Year 2000 Costs: The Silver Lining
If your company is dealing with the headaches caused by the infamous Year 2000 bug -- the problems that will strike a lot of hardware and software on January 1, 2000 -- the Internal Revenue Service has one piece of good news. Most companies that incur software development costs in coping with Year 2000 software conversions should be able to qualify for a current-year tax deduction for the full amount of those expenses. (If you're buying new software instead, you'll have to capitalize the expense, writing off the cost over time.)
The details on the deduction can get painfully technical, but the point to keep in mind is simple: The IRS made a general decision to treat Year 2000 software modification activities as another form of software development work. Such work typically qualifies as a current, deductible expense.

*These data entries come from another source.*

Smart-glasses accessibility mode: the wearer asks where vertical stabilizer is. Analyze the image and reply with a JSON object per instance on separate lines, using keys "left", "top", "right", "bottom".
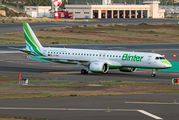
{"left": 23, "top": 23, "right": 44, "bottom": 56}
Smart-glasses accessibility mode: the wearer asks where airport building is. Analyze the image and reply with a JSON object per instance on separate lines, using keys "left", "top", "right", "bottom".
{"left": 65, "top": 0, "right": 165, "bottom": 19}
{"left": 24, "top": 6, "right": 52, "bottom": 18}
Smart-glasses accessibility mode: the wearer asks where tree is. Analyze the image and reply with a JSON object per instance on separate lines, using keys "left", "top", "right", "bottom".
{"left": 7, "top": 0, "right": 13, "bottom": 3}
{"left": 60, "top": 0, "right": 67, "bottom": 9}
{"left": 2, "top": 0, "right": 5, "bottom": 4}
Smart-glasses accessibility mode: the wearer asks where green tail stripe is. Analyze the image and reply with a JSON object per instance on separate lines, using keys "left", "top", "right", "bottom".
{"left": 23, "top": 23, "right": 40, "bottom": 49}
{"left": 24, "top": 32, "right": 44, "bottom": 56}
{"left": 33, "top": 48, "right": 45, "bottom": 57}
{"left": 23, "top": 51, "right": 34, "bottom": 56}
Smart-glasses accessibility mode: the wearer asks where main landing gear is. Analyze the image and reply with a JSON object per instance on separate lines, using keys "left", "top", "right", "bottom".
{"left": 81, "top": 69, "right": 88, "bottom": 74}
{"left": 151, "top": 69, "right": 157, "bottom": 77}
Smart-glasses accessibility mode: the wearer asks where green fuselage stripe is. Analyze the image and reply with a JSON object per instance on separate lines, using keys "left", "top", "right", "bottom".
{"left": 91, "top": 71, "right": 103, "bottom": 73}
{"left": 56, "top": 61, "right": 77, "bottom": 65}
{"left": 109, "top": 65, "right": 122, "bottom": 69}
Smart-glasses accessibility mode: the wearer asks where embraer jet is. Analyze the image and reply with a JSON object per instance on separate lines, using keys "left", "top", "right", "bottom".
{"left": 21, "top": 23, "right": 172, "bottom": 77}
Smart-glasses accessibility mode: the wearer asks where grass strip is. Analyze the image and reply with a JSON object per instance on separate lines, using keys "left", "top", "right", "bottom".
{"left": 0, "top": 79, "right": 179, "bottom": 99}
{"left": 0, "top": 18, "right": 98, "bottom": 23}
{"left": 0, "top": 23, "right": 179, "bottom": 44}
{"left": 0, "top": 117, "right": 48, "bottom": 120}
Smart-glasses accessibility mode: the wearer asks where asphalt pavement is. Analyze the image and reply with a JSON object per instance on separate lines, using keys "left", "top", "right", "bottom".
{"left": 0, "top": 18, "right": 179, "bottom": 33}
{"left": 0, "top": 94, "right": 179, "bottom": 120}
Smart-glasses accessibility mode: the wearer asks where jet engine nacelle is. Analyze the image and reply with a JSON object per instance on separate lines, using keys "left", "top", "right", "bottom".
{"left": 89, "top": 62, "right": 109, "bottom": 73}
{"left": 119, "top": 67, "right": 137, "bottom": 72}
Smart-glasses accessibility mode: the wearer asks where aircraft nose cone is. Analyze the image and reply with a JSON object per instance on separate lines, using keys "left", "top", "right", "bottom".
{"left": 165, "top": 61, "right": 172, "bottom": 68}
{"left": 168, "top": 61, "right": 172, "bottom": 68}
{"left": 160, "top": 60, "right": 172, "bottom": 68}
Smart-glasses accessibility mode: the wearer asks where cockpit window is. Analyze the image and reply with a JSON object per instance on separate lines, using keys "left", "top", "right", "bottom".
{"left": 155, "top": 57, "right": 166, "bottom": 60}
{"left": 160, "top": 57, "right": 165, "bottom": 60}
{"left": 155, "top": 57, "right": 159, "bottom": 60}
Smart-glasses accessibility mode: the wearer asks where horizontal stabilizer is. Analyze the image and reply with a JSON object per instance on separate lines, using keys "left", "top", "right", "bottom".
{"left": 8, "top": 47, "right": 33, "bottom": 53}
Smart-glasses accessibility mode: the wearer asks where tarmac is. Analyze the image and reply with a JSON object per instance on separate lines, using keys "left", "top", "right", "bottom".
{"left": 0, "top": 18, "right": 179, "bottom": 33}
{"left": 0, "top": 94, "right": 179, "bottom": 120}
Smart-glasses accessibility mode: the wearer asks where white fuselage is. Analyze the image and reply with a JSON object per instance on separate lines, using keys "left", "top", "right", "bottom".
{"left": 41, "top": 47, "right": 171, "bottom": 69}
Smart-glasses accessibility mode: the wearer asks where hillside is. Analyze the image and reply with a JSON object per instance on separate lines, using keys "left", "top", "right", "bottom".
{"left": 0, "top": 3, "right": 24, "bottom": 17}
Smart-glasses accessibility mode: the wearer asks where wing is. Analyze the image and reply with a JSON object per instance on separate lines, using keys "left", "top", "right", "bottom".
{"left": 9, "top": 47, "right": 34, "bottom": 55}
{"left": 28, "top": 56, "right": 92, "bottom": 65}
{"left": 41, "top": 56, "right": 91, "bottom": 62}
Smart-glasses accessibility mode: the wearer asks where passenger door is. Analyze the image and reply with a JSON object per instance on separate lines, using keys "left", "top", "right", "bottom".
{"left": 148, "top": 56, "right": 151, "bottom": 64}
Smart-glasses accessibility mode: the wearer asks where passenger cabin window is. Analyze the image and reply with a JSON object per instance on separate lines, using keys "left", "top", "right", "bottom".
{"left": 107, "top": 55, "right": 109, "bottom": 57}
{"left": 103, "top": 55, "right": 105, "bottom": 57}
{"left": 73, "top": 53, "right": 74, "bottom": 55}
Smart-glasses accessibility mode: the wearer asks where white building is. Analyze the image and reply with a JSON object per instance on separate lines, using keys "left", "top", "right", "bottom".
{"left": 65, "top": 0, "right": 165, "bottom": 19}
{"left": 24, "top": 6, "right": 52, "bottom": 18}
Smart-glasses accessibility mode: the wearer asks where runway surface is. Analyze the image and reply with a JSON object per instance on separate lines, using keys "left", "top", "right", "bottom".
{"left": 0, "top": 18, "right": 179, "bottom": 33}
{"left": 0, "top": 94, "right": 179, "bottom": 120}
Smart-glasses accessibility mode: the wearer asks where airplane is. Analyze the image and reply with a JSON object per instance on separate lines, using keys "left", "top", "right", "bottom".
{"left": 21, "top": 23, "right": 172, "bottom": 77}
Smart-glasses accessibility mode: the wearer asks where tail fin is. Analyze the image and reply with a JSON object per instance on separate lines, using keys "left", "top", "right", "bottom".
{"left": 23, "top": 23, "right": 44, "bottom": 56}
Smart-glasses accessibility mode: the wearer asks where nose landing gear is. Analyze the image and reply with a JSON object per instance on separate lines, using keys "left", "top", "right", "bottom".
{"left": 151, "top": 69, "right": 157, "bottom": 77}
{"left": 81, "top": 69, "right": 88, "bottom": 74}
{"left": 151, "top": 73, "right": 156, "bottom": 77}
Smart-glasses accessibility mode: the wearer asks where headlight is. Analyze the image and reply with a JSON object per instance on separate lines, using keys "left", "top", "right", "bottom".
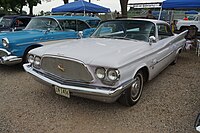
{"left": 34, "top": 56, "right": 41, "bottom": 68}
{"left": 107, "top": 69, "right": 120, "bottom": 81}
{"left": 95, "top": 67, "right": 106, "bottom": 79}
{"left": 28, "top": 54, "right": 34, "bottom": 64}
{"left": 2, "top": 38, "right": 9, "bottom": 48}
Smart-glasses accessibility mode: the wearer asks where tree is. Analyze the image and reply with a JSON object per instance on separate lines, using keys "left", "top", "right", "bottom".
{"left": 27, "top": 0, "right": 41, "bottom": 15}
{"left": 63, "top": 0, "right": 69, "bottom": 4}
{"left": 120, "top": 0, "right": 128, "bottom": 18}
{"left": 0, "top": 0, "right": 26, "bottom": 14}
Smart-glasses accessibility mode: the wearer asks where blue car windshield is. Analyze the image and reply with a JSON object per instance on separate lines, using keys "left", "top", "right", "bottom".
{"left": 91, "top": 20, "right": 155, "bottom": 42}
{"left": 0, "top": 17, "right": 12, "bottom": 27}
{"left": 25, "top": 17, "right": 61, "bottom": 31}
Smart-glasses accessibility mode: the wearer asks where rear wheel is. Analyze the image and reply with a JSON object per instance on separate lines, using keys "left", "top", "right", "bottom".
{"left": 171, "top": 51, "right": 181, "bottom": 65}
{"left": 119, "top": 71, "right": 144, "bottom": 106}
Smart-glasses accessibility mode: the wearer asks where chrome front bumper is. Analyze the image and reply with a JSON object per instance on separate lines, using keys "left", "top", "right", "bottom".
{"left": 0, "top": 48, "right": 22, "bottom": 65}
{"left": 23, "top": 63, "right": 135, "bottom": 103}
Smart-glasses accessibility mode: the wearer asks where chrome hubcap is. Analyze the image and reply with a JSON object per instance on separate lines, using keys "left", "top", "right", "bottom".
{"left": 131, "top": 76, "right": 141, "bottom": 100}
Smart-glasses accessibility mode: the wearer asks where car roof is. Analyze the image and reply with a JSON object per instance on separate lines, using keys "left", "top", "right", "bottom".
{"left": 3, "top": 15, "right": 32, "bottom": 19}
{"left": 35, "top": 15, "right": 101, "bottom": 21}
{"left": 102, "top": 18, "right": 169, "bottom": 25}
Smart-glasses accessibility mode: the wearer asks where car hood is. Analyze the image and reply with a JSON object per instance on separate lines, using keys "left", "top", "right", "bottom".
{"left": 30, "top": 38, "right": 150, "bottom": 68}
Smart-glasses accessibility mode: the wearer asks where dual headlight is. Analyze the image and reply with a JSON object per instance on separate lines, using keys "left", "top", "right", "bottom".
{"left": 2, "top": 38, "right": 9, "bottom": 48}
{"left": 28, "top": 54, "right": 41, "bottom": 68}
{"left": 95, "top": 67, "right": 120, "bottom": 85}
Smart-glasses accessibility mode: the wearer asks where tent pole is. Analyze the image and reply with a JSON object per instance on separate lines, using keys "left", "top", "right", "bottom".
{"left": 158, "top": 5, "right": 162, "bottom": 20}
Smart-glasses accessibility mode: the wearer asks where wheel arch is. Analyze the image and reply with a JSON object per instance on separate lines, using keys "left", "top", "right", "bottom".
{"left": 23, "top": 44, "right": 42, "bottom": 55}
{"left": 22, "top": 43, "right": 42, "bottom": 63}
{"left": 133, "top": 65, "right": 149, "bottom": 82}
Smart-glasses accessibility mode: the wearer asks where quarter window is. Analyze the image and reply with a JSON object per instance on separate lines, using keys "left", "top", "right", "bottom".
{"left": 157, "top": 24, "right": 173, "bottom": 40}
{"left": 77, "top": 20, "right": 89, "bottom": 31}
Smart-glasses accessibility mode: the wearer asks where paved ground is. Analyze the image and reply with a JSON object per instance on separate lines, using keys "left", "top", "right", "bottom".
{"left": 0, "top": 50, "right": 199, "bottom": 133}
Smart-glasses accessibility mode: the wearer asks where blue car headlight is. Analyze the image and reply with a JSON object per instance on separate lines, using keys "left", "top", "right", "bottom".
{"left": 2, "top": 38, "right": 9, "bottom": 48}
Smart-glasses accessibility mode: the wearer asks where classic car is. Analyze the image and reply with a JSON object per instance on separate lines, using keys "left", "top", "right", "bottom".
{"left": 0, "top": 15, "right": 32, "bottom": 32}
{"left": 23, "top": 19, "right": 187, "bottom": 106}
{"left": 0, "top": 15, "right": 100, "bottom": 65}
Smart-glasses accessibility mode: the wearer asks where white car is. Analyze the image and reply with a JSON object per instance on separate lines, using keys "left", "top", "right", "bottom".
{"left": 23, "top": 19, "right": 187, "bottom": 106}
{"left": 176, "top": 13, "right": 200, "bottom": 32}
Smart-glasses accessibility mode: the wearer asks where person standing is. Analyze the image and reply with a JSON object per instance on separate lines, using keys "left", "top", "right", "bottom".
{"left": 183, "top": 15, "right": 189, "bottom": 20}
{"left": 146, "top": 10, "right": 156, "bottom": 19}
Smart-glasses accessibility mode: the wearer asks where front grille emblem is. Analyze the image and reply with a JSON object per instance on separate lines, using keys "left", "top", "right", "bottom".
{"left": 57, "top": 64, "right": 65, "bottom": 72}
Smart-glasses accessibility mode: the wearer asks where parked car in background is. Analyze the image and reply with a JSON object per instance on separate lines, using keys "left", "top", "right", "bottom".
{"left": 24, "top": 19, "right": 187, "bottom": 106}
{"left": 176, "top": 13, "right": 200, "bottom": 32}
{"left": 0, "top": 15, "right": 32, "bottom": 32}
{"left": 0, "top": 15, "right": 101, "bottom": 65}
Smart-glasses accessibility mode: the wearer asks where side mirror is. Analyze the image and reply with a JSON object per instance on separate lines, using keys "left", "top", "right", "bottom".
{"left": 149, "top": 36, "right": 156, "bottom": 45}
{"left": 195, "top": 113, "right": 200, "bottom": 132}
{"left": 78, "top": 31, "right": 83, "bottom": 38}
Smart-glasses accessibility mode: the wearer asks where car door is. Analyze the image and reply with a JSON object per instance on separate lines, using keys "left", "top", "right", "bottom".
{"left": 149, "top": 24, "right": 175, "bottom": 78}
{"left": 44, "top": 19, "right": 79, "bottom": 41}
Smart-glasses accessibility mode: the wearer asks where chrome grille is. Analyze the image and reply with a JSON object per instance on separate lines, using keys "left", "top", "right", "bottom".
{"left": 40, "top": 56, "right": 93, "bottom": 83}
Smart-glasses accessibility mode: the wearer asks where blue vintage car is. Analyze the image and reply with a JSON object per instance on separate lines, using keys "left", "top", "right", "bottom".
{"left": 0, "top": 15, "right": 100, "bottom": 65}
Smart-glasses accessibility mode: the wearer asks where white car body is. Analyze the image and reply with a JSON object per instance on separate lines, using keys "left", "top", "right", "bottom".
{"left": 176, "top": 14, "right": 200, "bottom": 31}
{"left": 23, "top": 19, "right": 187, "bottom": 106}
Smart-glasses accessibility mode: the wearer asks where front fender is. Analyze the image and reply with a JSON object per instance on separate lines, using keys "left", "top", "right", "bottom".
{"left": 10, "top": 43, "right": 42, "bottom": 57}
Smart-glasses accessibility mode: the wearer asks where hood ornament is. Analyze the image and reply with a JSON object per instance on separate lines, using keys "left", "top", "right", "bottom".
{"left": 57, "top": 64, "right": 65, "bottom": 72}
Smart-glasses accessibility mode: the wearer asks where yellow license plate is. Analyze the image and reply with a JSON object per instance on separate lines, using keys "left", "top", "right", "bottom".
{"left": 55, "top": 86, "right": 70, "bottom": 98}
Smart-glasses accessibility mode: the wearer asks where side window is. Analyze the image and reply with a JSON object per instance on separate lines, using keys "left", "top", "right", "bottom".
{"left": 14, "top": 18, "right": 31, "bottom": 27}
{"left": 59, "top": 20, "right": 76, "bottom": 31}
{"left": 77, "top": 20, "right": 89, "bottom": 31}
{"left": 68, "top": 20, "right": 76, "bottom": 31}
{"left": 157, "top": 24, "right": 173, "bottom": 40}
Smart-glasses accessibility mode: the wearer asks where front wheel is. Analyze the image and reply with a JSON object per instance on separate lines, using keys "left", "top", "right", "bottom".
{"left": 118, "top": 71, "right": 144, "bottom": 106}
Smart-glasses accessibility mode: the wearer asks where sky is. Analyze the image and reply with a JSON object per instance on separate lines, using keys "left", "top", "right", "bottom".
{"left": 23, "top": 0, "right": 164, "bottom": 15}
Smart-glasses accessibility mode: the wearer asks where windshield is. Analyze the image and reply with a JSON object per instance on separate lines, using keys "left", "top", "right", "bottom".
{"left": 91, "top": 20, "right": 155, "bottom": 42}
{"left": 0, "top": 17, "right": 12, "bottom": 27}
{"left": 188, "top": 15, "right": 198, "bottom": 21}
{"left": 25, "top": 17, "right": 61, "bottom": 31}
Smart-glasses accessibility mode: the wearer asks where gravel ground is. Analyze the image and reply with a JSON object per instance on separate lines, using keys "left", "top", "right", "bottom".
{"left": 0, "top": 50, "right": 199, "bottom": 133}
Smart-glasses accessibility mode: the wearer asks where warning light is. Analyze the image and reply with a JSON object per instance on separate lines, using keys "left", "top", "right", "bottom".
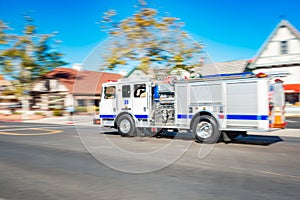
{"left": 256, "top": 72, "right": 268, "bottom": 78}
{"left": 274, "top": 78, "right": 283, "bottom": 83}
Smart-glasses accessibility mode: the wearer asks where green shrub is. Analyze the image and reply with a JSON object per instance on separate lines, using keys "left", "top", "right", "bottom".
{"left": 12, "top": 111, "right": 22, "bottom": 115}
{"left": 34, "top": 112, "right": 45, "bottom": 116}
{"left": 53, "top": 109, "right": 63, "bottom": 116}
{"left": 75, "top": 106, "right": 87, "bottom": 113}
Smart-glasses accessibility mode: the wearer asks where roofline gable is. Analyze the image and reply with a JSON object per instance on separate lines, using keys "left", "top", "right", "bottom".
{"left": 281, "top": 20, "right": 300, "bottom": 40}
{"left": 249, "top": 20, "right": 300, "bottom": 69}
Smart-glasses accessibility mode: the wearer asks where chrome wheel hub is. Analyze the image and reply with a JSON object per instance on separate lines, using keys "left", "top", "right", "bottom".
{"left": 120, "top": 119, "right": 131, "bottom": 133}
{"left": 196, "top": 121, "right": 213, "bottom": 139}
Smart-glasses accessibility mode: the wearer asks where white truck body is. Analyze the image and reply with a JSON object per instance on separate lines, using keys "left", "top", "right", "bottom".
{"left": 99, "top": 73, "right": 285, "bottom": 143}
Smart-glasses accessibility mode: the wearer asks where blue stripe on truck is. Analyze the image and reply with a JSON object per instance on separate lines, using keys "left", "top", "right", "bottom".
{"left": 102, "top": 114, "right": 268, "bottom": 120}
{"left": 100, "top": 114, "right": 149, "bottom": 119}
{"left": 177, "top": 114, "right": 268, "bottom": 120}
{"left": 134, "top": 115, "right": 148, "bottom": 119}
{"left": 100, "top": 115, "right": 116, "bottom": 119}
{"left": 226, "top": 115, "right": 268, "bottom": 120}
{"left": 177, "top": 114, "right": 188, "bottom": 119}
{"left": 177, "top": 114, "right": 193, "bottom": 119}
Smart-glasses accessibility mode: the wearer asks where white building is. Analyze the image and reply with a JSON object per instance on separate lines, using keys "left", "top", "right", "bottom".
{"left": 248, "top": 20, "right": 300, "bottom": 104}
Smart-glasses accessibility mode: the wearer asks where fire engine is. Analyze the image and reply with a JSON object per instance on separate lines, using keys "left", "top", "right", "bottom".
{"left": 99, "top": 72, "right": 285, "bottom": 143}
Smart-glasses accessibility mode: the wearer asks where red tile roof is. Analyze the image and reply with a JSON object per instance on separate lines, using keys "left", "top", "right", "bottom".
{"left": 43, "top": 68, "right": 122, "bottom": 95}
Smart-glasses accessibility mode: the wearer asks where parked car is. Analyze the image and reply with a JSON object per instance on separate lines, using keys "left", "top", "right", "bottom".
{"left": 8, "top": 103, "right": 22, "bottom": 109}
{"left": 7, "top": 103, "right": 22, "bottom": 113}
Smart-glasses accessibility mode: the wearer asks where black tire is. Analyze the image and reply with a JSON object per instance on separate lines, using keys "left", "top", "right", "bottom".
{"left": 117, "top": 114, "right": 136, "bottom": 137}
{"left": 191, "top": 115, "right": 220, "bottom": 144}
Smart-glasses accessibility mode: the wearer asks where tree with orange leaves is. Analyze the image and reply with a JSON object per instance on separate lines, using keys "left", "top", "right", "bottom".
{"left": 100, "top": 0, "right": 203, "bottom": 78}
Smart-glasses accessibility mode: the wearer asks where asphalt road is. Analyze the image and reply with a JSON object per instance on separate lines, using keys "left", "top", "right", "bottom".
{"left": 286, "top": 116, "right": 300, "bottom": 129}
{"left": 0, "top": 122, "right": 299, "bottom": 200}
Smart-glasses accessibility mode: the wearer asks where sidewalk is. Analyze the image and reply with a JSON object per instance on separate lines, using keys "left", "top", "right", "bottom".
{"left": 0, "top": 109, "right": 98, "bottom": 126}
{"left": 0, "top": 113, "right": 44, "bottom": 122}
{"left": 247, "top": 128, "right": 300, "bottom": 138}
{"left": 22, "top": 114, "right": 97, "bottom": 126}
{"left": 285, "top": 105, "right": 300, "bottom": 117}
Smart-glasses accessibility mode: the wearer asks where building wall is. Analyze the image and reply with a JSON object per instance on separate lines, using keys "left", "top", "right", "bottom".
{"left": 32, "top": 80, "right": 69, "bottom": 92}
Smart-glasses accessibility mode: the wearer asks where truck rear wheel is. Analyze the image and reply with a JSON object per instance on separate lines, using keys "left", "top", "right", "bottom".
{"left": 117, "top": 114, "right": 136, "bottom": 137}
{"left": 192, "top": 115, "right": 220, "bottom": 143}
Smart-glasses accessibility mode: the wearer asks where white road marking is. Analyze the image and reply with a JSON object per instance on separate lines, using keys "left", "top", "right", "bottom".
{"left": 286, "top": 120, "right": 297, "bottom": 123}
{"left": 0, "top": 128, "right": 62, "bottom": 136}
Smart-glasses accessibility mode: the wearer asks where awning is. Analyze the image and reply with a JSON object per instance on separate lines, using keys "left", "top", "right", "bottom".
{"left": 0, "top": 95, "right": 17, "bottom": 100}
{"left": 284, "top": 84, "right": 300, "bottom": 93}
{"left": 74, "top": 96, "right": 99, "bottom": 100}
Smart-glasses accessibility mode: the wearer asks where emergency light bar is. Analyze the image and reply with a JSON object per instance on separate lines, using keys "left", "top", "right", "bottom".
{"left": 202, "top": 72, "right": 254, "bottom": 79}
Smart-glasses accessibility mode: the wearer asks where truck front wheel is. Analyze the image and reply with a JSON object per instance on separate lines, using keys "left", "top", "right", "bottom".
{"left": 117, "top": 114, "right": 136, "bottom": 137}
{"left": 192, "top": 115, "right": 220, "bottom": 143}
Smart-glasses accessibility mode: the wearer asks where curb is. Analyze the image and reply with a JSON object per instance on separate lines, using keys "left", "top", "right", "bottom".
{"left": 285, "top": 115, "right": 300, "bottom": 117}
{"left": 0, "top": 119, "right": 23, "bottom": 122}
{"left": 247, "top": 128, "right": 300, "bottom": 138}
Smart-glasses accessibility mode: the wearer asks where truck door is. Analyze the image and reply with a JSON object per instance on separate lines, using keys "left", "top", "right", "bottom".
{"left": 100, "top": 85, "right": 117, "bottom": 123}
{"left": 132, "top": 83, "right": 149, "bottom": 120}
{"left": 175, "top": 85, "right": 188, "bottom": 125}
{"left": 225, "top": 81, "right": 263, "bottom": 128}
{"left": 117, "top": 84, "right": 132, "bottom": 114}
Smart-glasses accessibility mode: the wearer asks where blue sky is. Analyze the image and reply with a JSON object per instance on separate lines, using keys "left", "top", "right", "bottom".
{"left": 1, "top": 0, "right": 300, "bottom": 71}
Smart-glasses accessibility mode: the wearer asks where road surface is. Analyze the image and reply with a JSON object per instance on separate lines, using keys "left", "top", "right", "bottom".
{"left": 0, "top": 122, "right": 299, "bottom": 200}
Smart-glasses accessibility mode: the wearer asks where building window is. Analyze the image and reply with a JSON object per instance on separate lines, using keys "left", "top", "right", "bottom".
{"left": 280, "top": 41, "right": 288, "bottom": 54}
{"left": 77, "top": 99, "right": 86, "bottom": 106}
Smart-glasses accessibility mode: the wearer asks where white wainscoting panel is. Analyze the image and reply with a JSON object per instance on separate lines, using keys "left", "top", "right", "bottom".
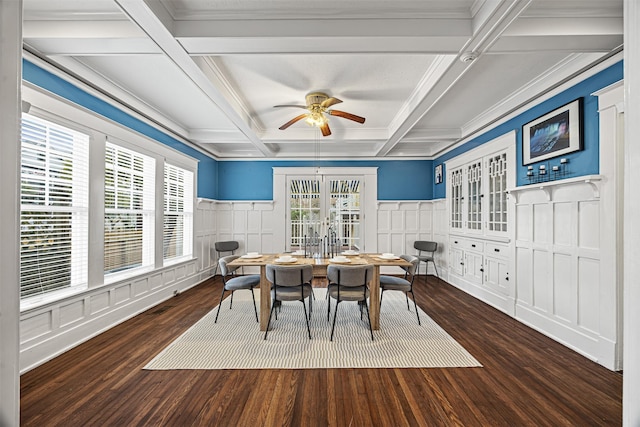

Business owners should definitely contact their accountants on this one, since there are exceptions. If you do qualify for the deduction, then follow the advice of Douglas O. Brundage, a partner in the Melville, N.Y., office of accounting firm Arthur Andersen LLP: Document everything. "If you've brought in an outside consultant to handle the conversion, then keeping records of your costs should be easy, since you'll have all the invoices," Brundage observes. "But if you're doing the work internally, then you'll want to carefully document who's doing what, including all relevant salaries, hours, and any other costs," he says.